ABSTRACT

When it comes to presenting a psychoanalytic perspective on technology, Freud’s essay Civilisation and Its Discontents provides an obvious point of departure. In this psychoanalytical classic, Freud describes how human beings, equipping themselves with “auxiliary organs,” may evolve into “prosthetic gods,” although such organic extensions evidently introduce new challenges and frustrations as well—which explains why technology, allegedly beneficial to humans, at the same time triggers ambivalence and discontent. Freud’s view on technological entities as organic extensions is complemented by a somewhat different approach, initiated in a manuscript dating from the early days of psychoanalysis and known as the Entwurf. Here, Freud proposed the outlines of a philosophical anthropology, which is fleshed out in more detail many years later in another psychoanalytic classic, namely, Beyond the Pleasure Principle. After presenting the core ideas developed in these texts, the focus of my contribution will shift to work of Jacques Lacan, who will also guide our reading of Freud. Lacan’s famous programmatic “return to Freud,” I will argue, does not solely consist of close textual re-reading. Rather, Lacan combines textual analysis (the retour to Freud) with an imposing series of detours, reframing Freud’s concepts and discoveries by connecting them with important developments in twentieth-century research fields, such as structural linguistics, ethology, cybernetics, informatics, and molecular biology.

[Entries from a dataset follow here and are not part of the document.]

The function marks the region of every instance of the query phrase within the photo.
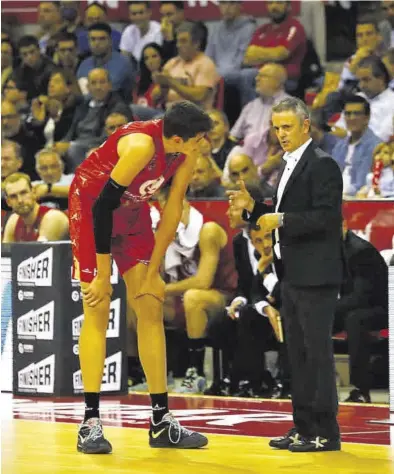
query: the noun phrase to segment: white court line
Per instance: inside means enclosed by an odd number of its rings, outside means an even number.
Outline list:
[[[356,435],[356,434],[371,434],[371,433],[390,433],[390,430],[384,430],[384,431],[351,431],[349,433],[343,433],[341,432],[341,436],[347,436],[347,435]]]

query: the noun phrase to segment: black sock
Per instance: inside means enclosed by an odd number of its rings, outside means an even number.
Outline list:
[[[96,392],[85,392],[85,418],[100,418],[99,412],[100,394]]]
[[[204,376],[205,339],[189,339],[189,367],[195,367]]]
[[[168,413],[168,393],[151,393],[153,423],[157,425],[163,416]]]

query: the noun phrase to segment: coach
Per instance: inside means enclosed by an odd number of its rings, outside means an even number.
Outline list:
[[[273,205],[254,202],[244,183],[228,192],[244,219],[273,231],[281,316],[292,376],[294,428],[270,446],[292,452],[341,449],[331,341],[342,281],[342,176],[310,137],[309,111],[296,98],[272,109],[286,152]]]

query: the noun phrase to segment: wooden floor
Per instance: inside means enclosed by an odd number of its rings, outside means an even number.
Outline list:
[[[76,426],[13,420],[2,426],[3,474],[172,473],[254,474],[330,473],[386,474],[393,472],[390,447],[345,444],[342,452],[292,454],[274,451],[268,439],[210,435],[210,445],[198,451],[151,449],[147,432],[138,428],[106,428],[114,446],[107,456],[75,450]]]
[[[268,446],[268,436],[291,426],[288,403],[178,398],[172,401],[174,412],[187,427],[207,433],[209,445],[193,451],[164,450],[148,446],[146,397],[129,396],[118,405],[113,400],[103,403],[113,454],[88,456],[76,451],[81,400],[0,402],[3,474],[394,473],[393,428],[385,420],[384,407],[341,407],[343,438],[360,443],[344,442],[341,452],[295,454]]]

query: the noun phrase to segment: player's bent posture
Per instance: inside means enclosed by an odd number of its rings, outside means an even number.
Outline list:
[[[166,350],[159,267],[173,240],[200,146],[211,129],[205,112],[190,102],[173,105],[162,120],[120,127],[77,168],[70,189],[70,237],[74,277],[83,293],[79,354],[85,419],[79,451],[110,453],[99,417],[99,392],[112,288],[111,254],[138,321],[139,355],[148,381],[153,416],[152,447],[199,448],[208,440],[188,431],[168,411]],[[173,176],[156,238],[147,201]]]

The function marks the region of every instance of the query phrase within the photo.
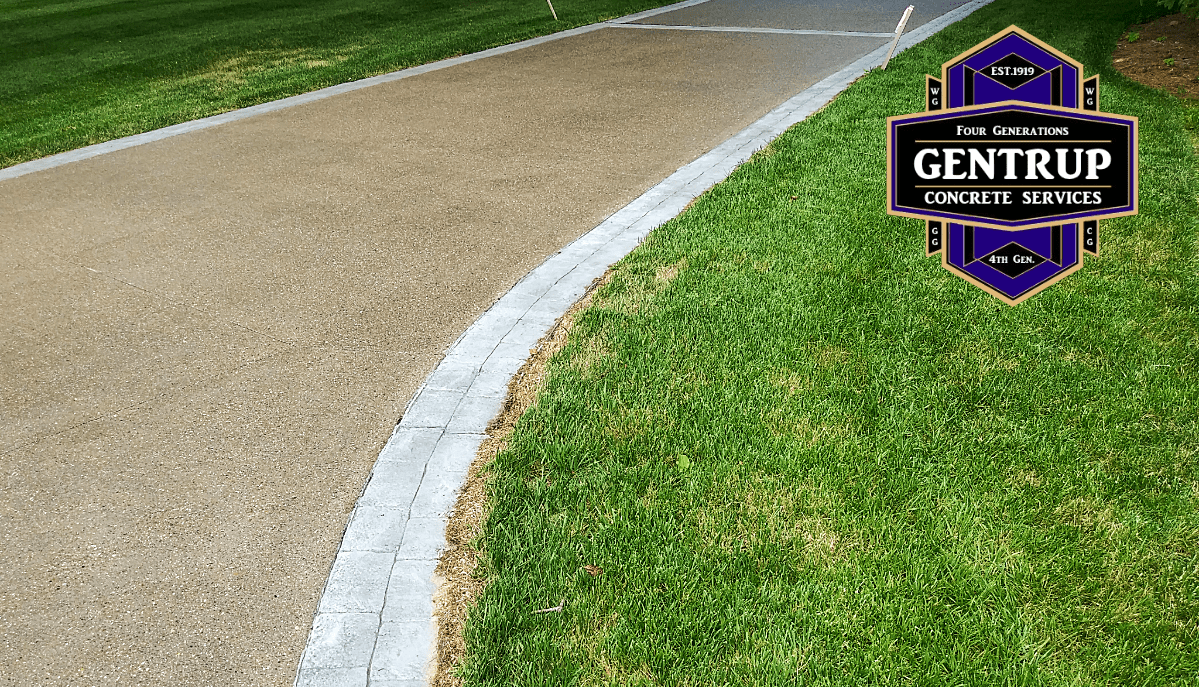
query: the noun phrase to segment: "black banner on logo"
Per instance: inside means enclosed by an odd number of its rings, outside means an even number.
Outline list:
[[[924,77],[924,109],[931,112],[940,110],[944,107],[943,89],[941,81],[934,79],[927,74]]]
[[[940,222],[930,219],[925,223],[925,233],[928,236],[928,250],[925,255],[941,252],[941,247],[945,245],[945,236],[942,232]]]
[[[1017,228],[1136,211],[1132,124],[1112,115],[1008,104],[893,131],[897,213]]]
[[[1092,76],[1082,82],[1082,109],[1099,111],[1099,77]]]
[[[1099,254],[1099,222],[1093,219],[1082,223],[1082,249],[1091,255]]]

Whereas Freud’s own understanding of science remained very much indebted to research practices in which he himself had been initiated during the final decades of the nineteenth century (notably neuro-physiology), Lacan demonstrated the relevance of psychoanalysis for coming to terms with contemporary technoscience, resulting in a psychoanalytic philosophy of technology, albeit in outline. My contribution will notably zoom in on the role of technology in what Lacan refers to as the “symbolisation of the real.” Finally, I will focus on Lacan’s assessment (or rather: diagnostic) of information technologies, especially paying attention to the role of gadgets, as technological entities with a specific profile of their own.